Fitting Distributions
Continuous Distributions
- Assessing Distributions Visually
- Formal Tests for Distribution Fit
- Maximum Likelihood calculation
Normal Distribution
library(nortest)
library(MASS)
## Draw some random data
set.seed(10)
x1 = rnorm(20)
## Distribution plots
par(mfrow = c(2, 2))
qqnorm(x1)
qqline(x1)
boxplot(x1, main = "Boxplot")
hist(x1, freq = FALSE, main = "Histogram with Density Curve")
lines(density(x1))
plot(ecdf(x1), main = "Empiracle CDF")
QQ plot indicates the data might be normal by remaining close to the line. The Box plot, histogram, and density curve all support this assumption.
Formal tests all agree that the data are from the normal distribution. Shapiro Wilk is considered the best for test for testing normality.
Shapiro-Wilk normality test
data: x1
W = 0.95643, p-value = 0.4753
Anderson-Darling normality test
data: x1
A = 0.27523, p-value = 0.6216
One-sample Kolmogorov-Smirnov test
data: x1
D = 0.13528, p-value = 0.8109
alternative hypothesis: two-sided
Chi-squared Distribution
## Draw some random data
set.seed(10)
x2 = rchisq(n = 20, 2)
## Estimate the DF parameter by maximum likelihood
fitdistr(x = x2, dchisq, start = list(df = 2))
df
1.8140625
(0.3244201)
One-sample Kolmogorov-Smirnov test
data: x2
D = 0.15608, p-value = 0.6584
alternative hypothesis: two-sided
## Distribution plots
par(mfrow = c(2, 2))
qqplot(qchisq(ppoints(20), df = 1.8140625), x2, main = "QQ Plot")
qqline(x2, distribution = function(p) qchisq(p, df = 1.8140625))
boxplot(x2, main = "Boxplot")
hist(x2, freq = FALSE, main = "Histogram with Density Curve")
lines(density(x2))
plot(ecdf(x2), main = "Empiracle CDF")
Calculating the MLE manually
## Generate data from the exponential distribution with mean = 1/5
set.seed(1000)
X = rexp(n = 20, rate = 5)
## sample size and range of betas to test
n = 20; beta = seq(.01, .5, by = .01)
## Liklihood function
Likelihood = (1/beta)^n * exp(-1/beta * sum(X))
## Maximum Likelihood
(mle = max(Likelihood))
[1] 276565.8
[1] 0.2
## Statistical test for how well the specified distribution fits the data
ks.test(x = X, y = "pexp", rate = 1/mle.beta)
One-sample Kolmogorov-Smirnov test
data: X
D = 0.1475, p-value = 0.7232
alternative hypothesis: two-sided
par(mfrow = c(1, 2))
## Plot the maximum likelihood
plot(x = beta, y = Likelihood, type = "l", main = "Maximum Likelihood", lwd = 2)

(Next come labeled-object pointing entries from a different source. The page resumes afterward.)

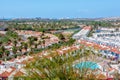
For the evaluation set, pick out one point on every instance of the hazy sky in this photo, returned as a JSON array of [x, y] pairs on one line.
[[59, 8]]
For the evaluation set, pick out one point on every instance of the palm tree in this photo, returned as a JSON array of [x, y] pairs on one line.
[[14, 49]]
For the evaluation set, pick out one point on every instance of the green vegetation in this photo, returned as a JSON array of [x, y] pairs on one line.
[[59, 67]]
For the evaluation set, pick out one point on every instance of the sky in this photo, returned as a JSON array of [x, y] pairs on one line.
[[59, 8]]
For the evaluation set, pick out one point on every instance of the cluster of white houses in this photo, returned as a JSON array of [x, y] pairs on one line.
[[83, 32], [107, 34], [107, 39]]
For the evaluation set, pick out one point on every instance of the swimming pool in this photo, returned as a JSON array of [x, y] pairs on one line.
[[88, 65]]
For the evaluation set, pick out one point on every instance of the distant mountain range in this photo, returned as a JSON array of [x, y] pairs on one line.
[[38, 18]]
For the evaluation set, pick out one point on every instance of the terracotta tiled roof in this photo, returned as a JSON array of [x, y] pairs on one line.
[[5, 74], [19, 73]]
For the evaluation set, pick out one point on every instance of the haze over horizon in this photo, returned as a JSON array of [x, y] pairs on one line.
[[59, 9]]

abline(h = mle, v = mle.beta, lty = 2)
## QQplot for assessing distribution fit visually
qqplot(qexp(ppoints(10), rate = 1/mle.beta), X, xlab = "QQ", main = "QQ Plot")

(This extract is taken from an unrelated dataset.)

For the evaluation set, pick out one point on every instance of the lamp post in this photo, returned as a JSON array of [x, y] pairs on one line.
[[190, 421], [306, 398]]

qqline(X, distribution = function(p) qexp(p, rate = 1/mle.beta))
Discrete Distributions
- Fitting a Binomial model
- Chi-squared goodness of fit test
- Producing a markdown table
A rare but fatal disease of genetic origin occurring chiefly in infants and children is under investigation. An experiment was conducted on a 100 couples who are both carriers of the disease and have 5 children. A researcher recorded the number of children having the disease for each couple.
library(knitr)
## Dataset
(dta = data.frame(
Diseased = c(0, 1, 2, 3, 4, 5),
Count = c(21, 42, 24, 8, 4, 1)
))
Diseased Count
1 0 21
2 1 42
3 2 24
4 3 8
5 4 4
6 5 1
## Number of diseased children (d) and the total number of children (c)
(d = sum(apply(X = dta, MARGIN = 1, FUN = function(p) dta$Diseased * dta$Count)[,1]))
[1] 135
[1] 500
[1] 0.27
## Calculate the expected probabilities and expected diseased children
dta$Exp.Prob = round(dbinom(x = 0:5, size = 5, prob = mle), 4)
dta$Exp.Diseased = with(dta, sum(Count) * Exp.Prob)
dta
Diseased Count Exp.Prob Exp.Diseased
1 0 21 0.2073 20.73
2 1 42 0.3834 38.34
3 2 24 0.2836 28.36
4 3 8 0.1049 10.49
5 4 4 0.0194 1.94
6 5 1 0.0014 0.14
## Chi-square test requirements:
## 1) all Exp must be > 1
## 2) at most 20% of Exp may be less than 5
##
## So we need to combine counts 4 and 5 and meet these requirements
dta[5, 2:4] = dta[5, 2:4] + dta[6, 2:4]
dta = dta[-6, ]
dta$Diseased = as.character(dta$Diseased)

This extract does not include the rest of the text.